Today's 2006 Social Report shows that the Government is failing to bridge the widening gaps between rich and poor in this country, Green Party Social Development Spokesperson Sue Bradford says.

" The plain fact is that incomes have been rising for those at the top, while there has been 'relatively little change' for the 20 per cent on low incomes. The Government is either treading water when it comes to tackling the issues of poverty and income inequality, or is going backwards," Ms Bradford says.

"Within the Report's timeframe, the segment of the population living below the 60 per cent poverty threshold was still higher than it was in 1998. Inroads made into poverty have been miniscule. In June 2001, 22.6 per cent of dependent children were living in families ranked among the three lowest income tiers and that figure has barely budged since, to 21 per cent..The same period saw a three per cent rise in those suffering severe hardship.

" The Government can try to say that its Working For Families package is now tackling the problems the Social Report identified as being prevalent in 2004. In fact, Working For Families systematically discriminates against beneficiaries and their families. The very people who this Report identifies as being among the most needy and vulnerable families in New Zealand are being deliberately left behind. As the economy heads south, this situation can only get worse.

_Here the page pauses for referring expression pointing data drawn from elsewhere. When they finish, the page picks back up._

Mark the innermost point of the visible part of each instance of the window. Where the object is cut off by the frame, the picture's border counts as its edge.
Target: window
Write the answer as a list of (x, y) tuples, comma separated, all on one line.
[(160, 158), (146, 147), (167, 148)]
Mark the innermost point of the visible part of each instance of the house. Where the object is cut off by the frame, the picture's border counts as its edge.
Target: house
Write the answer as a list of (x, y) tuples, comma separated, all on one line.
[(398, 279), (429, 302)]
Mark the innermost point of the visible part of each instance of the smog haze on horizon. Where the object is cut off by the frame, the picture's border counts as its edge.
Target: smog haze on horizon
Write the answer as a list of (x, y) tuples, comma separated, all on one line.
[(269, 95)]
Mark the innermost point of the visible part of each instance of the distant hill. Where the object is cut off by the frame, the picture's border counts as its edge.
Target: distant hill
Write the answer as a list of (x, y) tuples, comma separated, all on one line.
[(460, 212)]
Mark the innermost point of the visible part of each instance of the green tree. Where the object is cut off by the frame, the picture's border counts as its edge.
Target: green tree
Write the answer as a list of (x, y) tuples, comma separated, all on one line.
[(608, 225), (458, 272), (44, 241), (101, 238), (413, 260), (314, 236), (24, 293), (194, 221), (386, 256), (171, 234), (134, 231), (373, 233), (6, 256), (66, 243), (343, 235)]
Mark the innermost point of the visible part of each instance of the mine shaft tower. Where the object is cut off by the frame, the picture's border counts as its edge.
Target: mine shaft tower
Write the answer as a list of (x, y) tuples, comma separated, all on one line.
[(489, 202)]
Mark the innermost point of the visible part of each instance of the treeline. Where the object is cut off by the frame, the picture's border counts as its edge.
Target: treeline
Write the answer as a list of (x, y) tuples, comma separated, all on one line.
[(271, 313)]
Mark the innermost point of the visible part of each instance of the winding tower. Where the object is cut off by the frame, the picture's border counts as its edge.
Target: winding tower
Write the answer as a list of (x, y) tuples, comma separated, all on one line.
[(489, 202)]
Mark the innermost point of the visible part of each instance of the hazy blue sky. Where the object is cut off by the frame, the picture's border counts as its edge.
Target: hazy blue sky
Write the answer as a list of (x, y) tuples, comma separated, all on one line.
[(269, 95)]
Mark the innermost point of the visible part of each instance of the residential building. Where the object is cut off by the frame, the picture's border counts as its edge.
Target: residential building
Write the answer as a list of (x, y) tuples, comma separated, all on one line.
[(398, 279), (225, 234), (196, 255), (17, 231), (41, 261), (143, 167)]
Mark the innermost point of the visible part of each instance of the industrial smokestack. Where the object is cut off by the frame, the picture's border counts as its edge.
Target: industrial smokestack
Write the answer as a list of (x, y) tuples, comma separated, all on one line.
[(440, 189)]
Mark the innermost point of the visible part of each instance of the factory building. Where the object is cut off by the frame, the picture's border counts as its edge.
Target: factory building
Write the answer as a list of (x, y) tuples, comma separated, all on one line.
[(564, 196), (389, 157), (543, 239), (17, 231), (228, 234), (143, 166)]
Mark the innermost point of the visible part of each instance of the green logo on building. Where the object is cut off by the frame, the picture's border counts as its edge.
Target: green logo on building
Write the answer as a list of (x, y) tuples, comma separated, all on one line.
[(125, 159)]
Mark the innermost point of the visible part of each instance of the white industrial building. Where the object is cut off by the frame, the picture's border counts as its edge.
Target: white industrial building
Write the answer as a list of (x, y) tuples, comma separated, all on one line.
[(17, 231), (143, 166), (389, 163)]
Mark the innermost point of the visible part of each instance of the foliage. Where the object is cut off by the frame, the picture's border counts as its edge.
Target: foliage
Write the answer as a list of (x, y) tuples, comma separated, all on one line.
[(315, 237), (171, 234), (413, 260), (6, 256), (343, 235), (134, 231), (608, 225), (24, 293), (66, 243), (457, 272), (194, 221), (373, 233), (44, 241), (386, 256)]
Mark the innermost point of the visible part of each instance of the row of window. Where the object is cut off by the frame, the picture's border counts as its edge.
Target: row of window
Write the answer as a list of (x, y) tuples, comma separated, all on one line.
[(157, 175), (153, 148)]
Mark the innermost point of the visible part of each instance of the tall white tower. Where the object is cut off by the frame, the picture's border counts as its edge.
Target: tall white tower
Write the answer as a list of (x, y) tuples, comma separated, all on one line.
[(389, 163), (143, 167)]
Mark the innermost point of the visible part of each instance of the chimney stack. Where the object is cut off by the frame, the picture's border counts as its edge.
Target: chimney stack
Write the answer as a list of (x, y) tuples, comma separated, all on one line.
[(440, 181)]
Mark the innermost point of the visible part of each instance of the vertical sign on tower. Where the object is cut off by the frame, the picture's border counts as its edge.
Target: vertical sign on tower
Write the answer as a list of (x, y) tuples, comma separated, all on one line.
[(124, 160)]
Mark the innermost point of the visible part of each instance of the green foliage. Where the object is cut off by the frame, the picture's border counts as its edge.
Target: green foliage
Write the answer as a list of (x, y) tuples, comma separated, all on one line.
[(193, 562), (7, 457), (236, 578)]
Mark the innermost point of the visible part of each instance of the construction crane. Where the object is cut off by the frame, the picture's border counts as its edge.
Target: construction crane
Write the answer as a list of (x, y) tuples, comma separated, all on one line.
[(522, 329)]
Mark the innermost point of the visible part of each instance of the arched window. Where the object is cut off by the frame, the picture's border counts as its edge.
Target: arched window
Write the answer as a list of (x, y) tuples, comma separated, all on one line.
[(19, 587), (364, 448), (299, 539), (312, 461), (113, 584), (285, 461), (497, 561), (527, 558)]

"Beneficiary families for instance, are over-represented in the lowest indicators, but they are discriminated against by WFF. They are also being hit with a double whammy. The Special Benefit has been eliminated - and replaced by the Temporary Additional Support measure, over which Work and Income has a lot less discretion when people find that they can't make ends meet. In the depth of winter, this change is now hitting people really hard, as power costs are going through the roof."

."Some workable solutions ? End discriminatory youth wages for workers under 18. Lift the adult minimum wage to $12 immediately, and make Working for Families equitable for beneficiary families.

"Beneficiaries and their families should not continue to be neglected in the name of a politically driven 'Welfare to Work' strategy that leaves a quarter of the population in desperate straits," Ms Bradford says.